Sisters, the — Volume 4 eBook

Georg Ebers
This eBook from the Gutenberg Project consists of approximately 95 pages of information about Sisters, the — Volume 4.

Sisters, the — Volume 4 eBook

Georg Ebers
This eBook from the Gutenberg Project consists of approximately 95 pages of information about Sisters, the — Volume 4.

“But I,” interrupted Cleopatra, “I can admire all that is great; and does it not seem a bold and grand thing even to you, that the mighty idea that it is one single power that moves and fills the world, should be freely and openly declared in the sacred writings of the Jews—­an idea which the Egyptians carefully wrap up and conceal, which the priests of the Nile only venture to divulge to the most privileged of those who are initiated into their mysteries, and which—­though the Greek philosophers indeed have fearlessly uttered it—­has never been introduced by any Hellene into the religion of the people?  If you were not so averse to the Hebrew nation, and if you, like my husband and myself, had diligently occupied yourself with their concerns and their belief you would be juster to them and to their scriptures, and to the great creating and preserving spirit, their god—­”

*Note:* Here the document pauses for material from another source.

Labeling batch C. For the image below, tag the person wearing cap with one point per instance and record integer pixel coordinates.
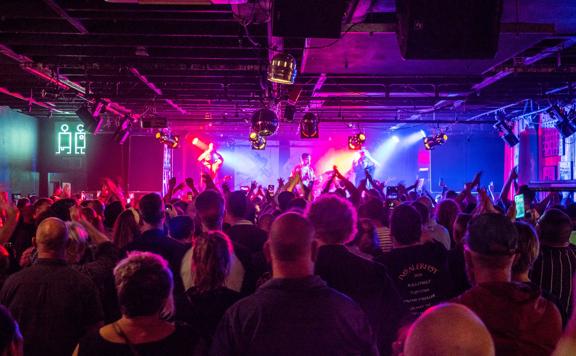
(519, 319)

“You are confounding this jealous and most unamiable and ill-tempered tyrant of the universe with the Absolute of Aristotle!” cried Euergetes; “he stigmatises most of what you and I and all rational Greeks require for the enjoyment of life as sin—­sin upon sin.  And yet if my easily persuadable brother governed at Alexandria, I believe the shrewd priests might succeed in stamping him as a worshipper of that magnified schoolmaster, who punishes his untutored brood with fire and torment.”

“I cannot deny,” replied Cleopatra, “that even to me the doctrine of the Jews has something very fearful in it, and that to adopt it seems to me tantamount to confiscating all the pleasures of life.—­But enough of such things, which I should no more relish as a daily food than you do.  Let us rejoice in that we are Hellenes, and let us now go to the banquet.  I fear you have found a very unsatisfactory substitute for what you sought in coming up here.”

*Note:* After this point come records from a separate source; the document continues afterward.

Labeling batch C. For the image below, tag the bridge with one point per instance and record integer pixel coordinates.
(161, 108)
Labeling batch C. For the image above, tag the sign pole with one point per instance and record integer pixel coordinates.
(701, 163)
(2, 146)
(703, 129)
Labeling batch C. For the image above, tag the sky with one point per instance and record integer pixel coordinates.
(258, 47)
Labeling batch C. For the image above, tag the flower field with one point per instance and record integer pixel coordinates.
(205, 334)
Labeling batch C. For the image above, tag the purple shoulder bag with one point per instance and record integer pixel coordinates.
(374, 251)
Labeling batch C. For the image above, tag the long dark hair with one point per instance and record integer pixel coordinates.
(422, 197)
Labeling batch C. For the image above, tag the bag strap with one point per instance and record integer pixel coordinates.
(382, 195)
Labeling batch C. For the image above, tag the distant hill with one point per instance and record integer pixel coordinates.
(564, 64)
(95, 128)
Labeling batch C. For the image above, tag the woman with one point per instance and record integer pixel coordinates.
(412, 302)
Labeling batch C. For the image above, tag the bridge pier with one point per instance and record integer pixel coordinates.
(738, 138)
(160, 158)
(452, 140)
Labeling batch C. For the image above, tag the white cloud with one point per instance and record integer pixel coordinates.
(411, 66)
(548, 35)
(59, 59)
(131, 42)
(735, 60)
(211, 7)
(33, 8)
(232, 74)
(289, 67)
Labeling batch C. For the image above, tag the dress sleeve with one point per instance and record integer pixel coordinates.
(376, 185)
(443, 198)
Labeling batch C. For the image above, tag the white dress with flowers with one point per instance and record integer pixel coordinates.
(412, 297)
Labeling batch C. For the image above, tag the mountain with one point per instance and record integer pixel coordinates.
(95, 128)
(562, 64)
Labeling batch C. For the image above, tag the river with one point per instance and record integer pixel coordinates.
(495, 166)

“No—­no.  I feel strangely excited to-day, and my work with Aristarchus would have led to no issue.  It is a pity that we should have begun to talk of that barbarian rubbish; there are so many other subjects more pleasing and more cheering to the mind.  Do you remember how we used to read the great tragedians and Plato together?”

“And how you would often interrupt our tutor Agatharchides in his lectures on geography, to point out some mistake!  Did you prosecute those studies in Cyrene?”

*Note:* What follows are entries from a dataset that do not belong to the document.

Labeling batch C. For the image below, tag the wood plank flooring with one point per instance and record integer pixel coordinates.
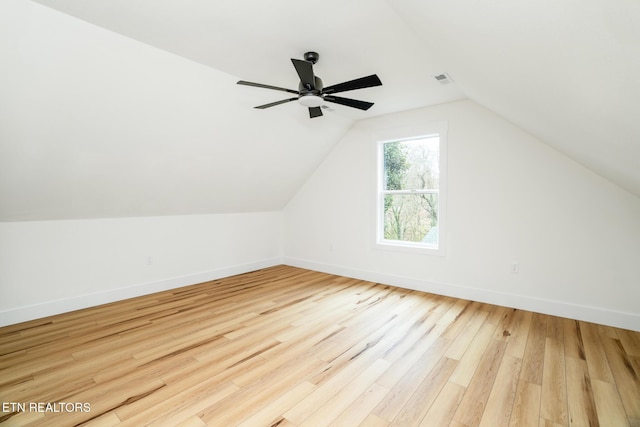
(285, 346)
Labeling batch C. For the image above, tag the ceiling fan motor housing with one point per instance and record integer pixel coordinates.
(317, 82)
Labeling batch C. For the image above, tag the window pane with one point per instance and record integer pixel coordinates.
(411, 218)
(412, 165)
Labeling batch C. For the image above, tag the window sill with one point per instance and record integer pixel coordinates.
(408, 247)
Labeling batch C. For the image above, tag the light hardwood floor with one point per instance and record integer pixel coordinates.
(290, 347)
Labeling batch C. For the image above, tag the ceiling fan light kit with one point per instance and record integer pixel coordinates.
(311, 92)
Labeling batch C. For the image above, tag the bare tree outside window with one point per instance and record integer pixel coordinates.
(410, 190)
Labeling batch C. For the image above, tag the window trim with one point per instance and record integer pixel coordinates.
(408, 134)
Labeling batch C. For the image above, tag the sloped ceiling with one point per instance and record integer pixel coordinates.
(566, 71)
(130, 108)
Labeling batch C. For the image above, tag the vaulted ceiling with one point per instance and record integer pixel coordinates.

“Of course.  It really is a pity, Cleopatra, that we should no longer live together as we did formerly.  There is no one, not even Aristarchus, with whom I find it more pleasant and profitable to converse and discuss than with you.  If only you had lived at Athens in the time of Pericles, who knows if you might not have been his friend instead of the immortal Aspasia.  This Memphis is certainly not the right place for you; for a few months in the year you ought to come to Alexandria, which has now risen to be superior to Athens.”

“I do not know you to-day!” exclaimed Cleopatra, gazing at her brother in astonishment.  “I have never heard you speak so kindly and brotherly since the death of my mother.  You must have some great request to make of us.”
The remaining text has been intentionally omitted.